The research we were doing was in fact prompted by the well-documented success of neural networks in other nonlinear problems. One of the very first good examples of an applied adaptive neural network was in the standard modem of the time, which used a very small neural network to optimize the equalizer settings on each end.
Neural nets appear to have a lot more success with constructing nonlinear maps from subsets of Rn to Rm with n and m relatively small. Vision is not such a case as the input space n is very large. Once n and m get large you will require an exponentially large number of training samples, with the increased risk of falling into local minima (mitigated by simulated annealing or tunneling). In addition, if there is any inherent linearity in the problem an old-school Kalman filter may be less sexy but more useful.
Many of the success stories of neural nets are really of the "Stone Soup" variety, in which the neural network is the "Stone" and the meat-and-potatoes real work is in how to preprocess the data to reduce the dimensions n and m. One of the most amazing (non-neural) pattern-recognition apps that I have seen recently is the Shazam technology, which can identify a recorded song from 30 seconds of a (noisy) snippet. Their dimension-reducing logic involves hashes of spectrogram peak pairs. No neural nets to be seen, but absolutely brilliant and points to ways that similar things could be done in the visual domain.

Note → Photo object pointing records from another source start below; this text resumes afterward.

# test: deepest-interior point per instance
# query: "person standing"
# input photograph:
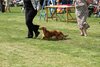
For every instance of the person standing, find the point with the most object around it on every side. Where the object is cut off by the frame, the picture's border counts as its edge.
(81, 15)
(2, 6)
(7, 6)
(31, 9)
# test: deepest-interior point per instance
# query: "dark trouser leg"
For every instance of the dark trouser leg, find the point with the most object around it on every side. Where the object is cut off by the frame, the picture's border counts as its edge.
(30, 14)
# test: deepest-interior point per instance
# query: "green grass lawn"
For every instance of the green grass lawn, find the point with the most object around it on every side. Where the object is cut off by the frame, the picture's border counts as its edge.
(76, 51)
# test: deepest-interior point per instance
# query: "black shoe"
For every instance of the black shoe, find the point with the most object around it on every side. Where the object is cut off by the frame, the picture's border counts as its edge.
(37, 34)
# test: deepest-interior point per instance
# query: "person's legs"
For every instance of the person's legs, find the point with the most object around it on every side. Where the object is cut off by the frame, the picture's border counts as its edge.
(30, 14)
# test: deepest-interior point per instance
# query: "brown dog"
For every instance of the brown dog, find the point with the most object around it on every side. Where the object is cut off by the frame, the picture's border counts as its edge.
(54, 34)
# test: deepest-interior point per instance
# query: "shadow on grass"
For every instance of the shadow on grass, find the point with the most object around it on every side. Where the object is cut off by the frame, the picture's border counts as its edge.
(55, 39)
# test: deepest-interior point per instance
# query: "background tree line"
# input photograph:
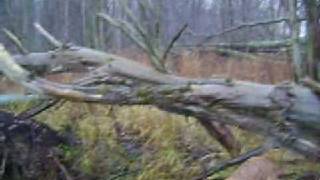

I spent a lot of time on this project, writing a lot of neural net simulations, supervised and unsupervised learning, back-prop, Hopfield nets, reproducing a lot of Terry Sejnowski's and Grossman's work, taking trips over to Caltech to see what David Van Essen and his crew were doing with their analysis of the visual cortex of Monkey brains, trying to understand how "wetware" neural nets can so quickly identify features in a visual field, resolve 3D information from left-right pairs, and the like. For the most part, all of the neural net models were really programmable dynamical systems, and the big trick was to find ways (steepest descent, simulated annealing, lagrangian analysis) of computing a set of synaptic parameters whose response minimizes an error function. That, and figuring out the "right" error function and training sets (assuming you are doing supervised learning).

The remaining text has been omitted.